I'm trying to get to grips with performing regression analyses in R. Below is some random dummy data that I have generated in R, run a logistic glm in R. I have saved the data into a test file, read that into python with ipython (ipython notebook is awesome btw, only just started using it!), and then tried to run the same analyis with python. The results are very similar but they are different. I kind of would have expected them to be the same. Have I done something wrong, is there a parameter I am missing, or the difference due to some underlying calculation?
Any help appreciated!
EDIT: I don't know if this warrants closing, but I re -ran things with Ben's edited (and cleaner) code and the results between python and R are now the same. I didn't change the python code at all, and my previous R code and Ben's code, while different should be (as far as I can see) doing the same thing. Regardless the point of the question is now moot. Nonetheless, Thanks for taking a look.
Generate random data and run glm:
set.seed(666)
dat <- data.frame(a=rnorm(500), b=runif(500),
c=as.factor(sample(1:5, 500, replace=TRUE)))
library(plyr)
dat <- mutate(dat,
y0=((jitter(a)^2+(-log10(b)))/(as.numeric(c)/10))+rnorm(500),
y=(y0>=mean(y0)))
fit1 <- glm(y~a+b+c,data=dat,family=binomial('logit'))
summary(fit1)
Call:
glm(formula = y ~ a + b + c, family = binomial("logit"), data = dat)
Deviance Residuals:
Min 1Q Median 3Q Max
-1.5369 -0.8154 -0.5479 0.9314 2.3831
Coefficients:
Estimate Std. Error z value Pr(>|z|)
(Intercept) 1.2363 0.3007 4.111 3.94e-05 ***
a -0.2051 0.1062 -1.931 0.0535 .
b -1.6103 0.3834 -4.200 2.67e-05 ***
c2 -0.5114 0.3091 -1.654 0.0980 .
c3 -1.3169 0.3147 -4.184 2.86e-05 ***
c4 -2.0017 0.3342 -5.990 2.09e-09 ***
c5 -2.5084 0.3772 -6.651 2.92e-11 ***
---
Signif. codes: 0 ‘***’ 0.001 ‘**’ 0.01 ‘*’ 0.05 ‘.’ 0.1 ‘ ’ 1
(Dispersion parameter for binomial family taken to be 1)

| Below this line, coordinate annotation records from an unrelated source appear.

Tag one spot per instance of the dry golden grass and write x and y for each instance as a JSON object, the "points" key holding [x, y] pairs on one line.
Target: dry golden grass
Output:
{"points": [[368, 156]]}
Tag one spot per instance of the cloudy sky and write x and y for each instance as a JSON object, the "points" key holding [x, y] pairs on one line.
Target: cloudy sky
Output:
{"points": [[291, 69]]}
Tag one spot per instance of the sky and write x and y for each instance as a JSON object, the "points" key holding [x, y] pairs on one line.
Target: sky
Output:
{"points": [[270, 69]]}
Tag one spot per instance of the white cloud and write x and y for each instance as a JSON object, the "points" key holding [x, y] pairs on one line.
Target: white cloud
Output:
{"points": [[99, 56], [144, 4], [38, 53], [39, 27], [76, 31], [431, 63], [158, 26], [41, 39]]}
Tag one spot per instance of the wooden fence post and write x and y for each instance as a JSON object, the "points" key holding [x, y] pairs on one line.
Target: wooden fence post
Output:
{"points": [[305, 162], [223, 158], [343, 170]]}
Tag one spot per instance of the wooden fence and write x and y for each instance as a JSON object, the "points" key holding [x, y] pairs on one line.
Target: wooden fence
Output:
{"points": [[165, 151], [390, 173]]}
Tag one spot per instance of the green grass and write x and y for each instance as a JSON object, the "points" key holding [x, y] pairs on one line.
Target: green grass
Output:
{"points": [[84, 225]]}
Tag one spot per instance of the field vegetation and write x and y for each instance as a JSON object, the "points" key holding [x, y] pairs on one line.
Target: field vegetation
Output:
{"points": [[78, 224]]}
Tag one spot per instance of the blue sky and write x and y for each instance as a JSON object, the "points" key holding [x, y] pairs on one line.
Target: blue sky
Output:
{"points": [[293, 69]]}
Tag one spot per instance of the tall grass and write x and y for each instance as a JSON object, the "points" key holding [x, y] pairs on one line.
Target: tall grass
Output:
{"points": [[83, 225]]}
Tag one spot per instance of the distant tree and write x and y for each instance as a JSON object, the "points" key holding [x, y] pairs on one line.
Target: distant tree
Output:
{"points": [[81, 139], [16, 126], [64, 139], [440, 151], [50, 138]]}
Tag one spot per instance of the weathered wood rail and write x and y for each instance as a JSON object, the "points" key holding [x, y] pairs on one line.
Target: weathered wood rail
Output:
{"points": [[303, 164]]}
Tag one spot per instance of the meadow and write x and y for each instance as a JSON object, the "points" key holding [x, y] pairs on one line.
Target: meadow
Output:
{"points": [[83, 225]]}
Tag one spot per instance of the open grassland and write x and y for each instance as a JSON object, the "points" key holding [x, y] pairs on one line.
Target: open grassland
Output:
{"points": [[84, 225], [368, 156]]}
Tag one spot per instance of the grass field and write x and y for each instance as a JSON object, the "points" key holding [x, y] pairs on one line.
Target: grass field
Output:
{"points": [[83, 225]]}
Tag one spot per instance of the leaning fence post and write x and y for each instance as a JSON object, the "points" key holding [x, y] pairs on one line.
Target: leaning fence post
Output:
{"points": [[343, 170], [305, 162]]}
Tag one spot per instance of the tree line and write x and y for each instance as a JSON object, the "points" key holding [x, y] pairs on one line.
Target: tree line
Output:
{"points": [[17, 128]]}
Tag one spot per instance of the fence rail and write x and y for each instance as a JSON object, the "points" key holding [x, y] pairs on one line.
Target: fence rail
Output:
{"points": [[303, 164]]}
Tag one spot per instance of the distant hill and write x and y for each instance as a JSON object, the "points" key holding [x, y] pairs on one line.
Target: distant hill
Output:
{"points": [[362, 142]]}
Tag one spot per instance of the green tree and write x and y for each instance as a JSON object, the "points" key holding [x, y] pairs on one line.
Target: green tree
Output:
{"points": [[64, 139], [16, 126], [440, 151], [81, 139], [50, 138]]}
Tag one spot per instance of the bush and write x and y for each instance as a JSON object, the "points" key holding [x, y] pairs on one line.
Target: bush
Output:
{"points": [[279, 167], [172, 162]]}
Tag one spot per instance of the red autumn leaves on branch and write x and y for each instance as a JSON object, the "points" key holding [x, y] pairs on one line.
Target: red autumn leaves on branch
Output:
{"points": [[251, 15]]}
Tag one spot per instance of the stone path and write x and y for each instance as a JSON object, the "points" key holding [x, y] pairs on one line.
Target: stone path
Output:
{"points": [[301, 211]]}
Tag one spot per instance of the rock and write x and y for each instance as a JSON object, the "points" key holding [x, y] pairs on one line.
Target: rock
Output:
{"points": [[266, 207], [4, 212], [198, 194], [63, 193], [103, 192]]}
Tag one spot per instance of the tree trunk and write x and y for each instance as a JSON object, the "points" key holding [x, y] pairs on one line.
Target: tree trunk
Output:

Null deviance: 631.31 on 499 degrees of freedom
Residual deviance: 537.84 on 493 degrees of freedom
AIC: 551.84
Number of Fisher Scoring iterations: 4
output the same data for use in python:
write.table(dat, file='test.txt', row.names=F, col.names=T, quote=F, sep=',' )
and now the python code:
import pandas as pd
import statsmodels.api as sm
import pylab as pl
import numpy as np
data = pd.read_csv('test.txt')
data.describe()
dummy_c = pd.get_dummies(data['c'], prefix='c')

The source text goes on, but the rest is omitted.